Looking for Alternatives to Public School?
With schools reopening across the country, many families are still not comfortable with the idea of sending their children back to the classroom. Some schools are choosing to reopen to in-person instruction full time, while others are planning on more of a hybrid model. Regardless of the option that your school district is going with, it’s important that it’s in line with the needs and goals of your individual family.
But for those of you who are not quite ready to send your kiddos back to thy physical classroom just yet, what alternative options to public schools are there? The good news is that there are a few! Options range from public school at home to traditional homeschooling and everything in between, and each option provides a different level of support to both students and parents.
Below are some alternatives to school that may work for your family:
- Homeschooling: This is an option that has been slowly growing across the world in recent years as parents seek alternatives to public education. And with the current pandemic, there’s been a tremendous interest in homeschooling in recent months, with many companies in this sector reporting large increases in their customer base. There are many types of homeschooling methods, resources, communities, groups, curriculum types (textbooks and online based), and even learning pods to help those just getting started on their homeschooling journey.
- Unschooling: While it can be argued that this is a homeschooling method, in essence, this is the opposite of public school. If you choose to unschool, you let your child follow his or her interests without a particular curriculum or standards. You may even try to undo what has been learned (academically and otherwise) through the public school system. Instead, unschoolers focus on real-life learning experiences.
- Parochial Schools: For parents who wish to incorporate religious beliefs into their child’s schooling, this option has proven to be the ideal alternative to public education. Typically, the curriculum is aligned with the particular religion of that institution, whether it’s Christianity, Catholicism, or any other. Since these schools are not publicly funded, tuition is often required. However, grants and scholarships may be available to assist families who are eligible.

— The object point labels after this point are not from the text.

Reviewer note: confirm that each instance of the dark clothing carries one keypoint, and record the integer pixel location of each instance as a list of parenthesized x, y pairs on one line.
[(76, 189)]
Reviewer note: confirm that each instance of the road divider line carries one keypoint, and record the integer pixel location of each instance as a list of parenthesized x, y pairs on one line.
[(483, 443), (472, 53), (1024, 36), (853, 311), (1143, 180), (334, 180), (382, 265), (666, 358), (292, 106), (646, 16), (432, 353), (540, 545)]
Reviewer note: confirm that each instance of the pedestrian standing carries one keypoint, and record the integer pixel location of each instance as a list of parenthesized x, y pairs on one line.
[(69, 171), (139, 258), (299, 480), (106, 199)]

- Independent/Secular Private Schools: Not all private schools are religious. You can also find independent secular schools that will not infuse any religion into your child’s education. This may be a good alternative if you prefer a secular education or if you want to keep religion and your child’s education separate. Some schools will follow non-traditional approaches to education, such as Country Day, Democratic, Green, Waldorf, or Montessori.There are also single-sex educational institutions if you prefer to go that route.

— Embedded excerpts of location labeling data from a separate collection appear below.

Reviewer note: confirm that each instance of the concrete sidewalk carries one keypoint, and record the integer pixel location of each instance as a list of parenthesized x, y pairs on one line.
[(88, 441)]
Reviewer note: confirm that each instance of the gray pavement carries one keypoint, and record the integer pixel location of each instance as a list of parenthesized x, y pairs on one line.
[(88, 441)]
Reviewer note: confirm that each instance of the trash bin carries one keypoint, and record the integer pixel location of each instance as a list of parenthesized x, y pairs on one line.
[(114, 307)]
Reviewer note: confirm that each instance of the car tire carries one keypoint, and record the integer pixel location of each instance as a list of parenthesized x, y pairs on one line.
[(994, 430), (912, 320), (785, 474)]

- Military/Boarding Schools: Not all military schools require boarding, and they aren’t just options for students with behavioral issues. Military schools have become a popular alternative to public school due to their level of academics, independence and character building, and plentiful opportunities after graduation. You can also find boarding schools that are not military based.
- Online Schools: This option usually consists of lessons being taught by experienced teachers who follow a predetermined curriculum. The teachers handle student grades, records and more. Some online schools may also provide a curriculum for students that allows them to log in and learn on their time. Just like some of the other options listed, online schools may be secular or religious in nature.

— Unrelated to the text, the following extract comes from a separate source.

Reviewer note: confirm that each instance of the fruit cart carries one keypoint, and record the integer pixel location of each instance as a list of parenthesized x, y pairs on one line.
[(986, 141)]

- Charter Schools: Charter schools, like public schools, receive government money, but they do have more control over some of the things public schools do not. Charter schools cannot charge tuition, but there are not enough of them, so often you need to be chosen through a lottery in order to enroll.
Whether you are opting out of public education temporarily or permanently, it is important to keep your options in mind. Aside from the current pandemic situation, how do you know if it’s time to look for an educational alternative for your child? Asking these questions can help you get started:
- Have your child’s grades suddenly dropped?
- Does your child say they dislike school?
- Does your child seem irritated or sad when they come home from school?
- Is your child constantly looking for an excuse to not attend school?
If the answer to these questions is “YES”, it may be time to start looking for alternatives. Every child deserves to learn in a safe environment with plenty of opportunities to reach his or her full potential. As technology and society continues to evolve, so should our children’s education. Whatever you decide, be sure to do your research when it comes to state laws as well as the academic and financial details of each of your options. Good luck!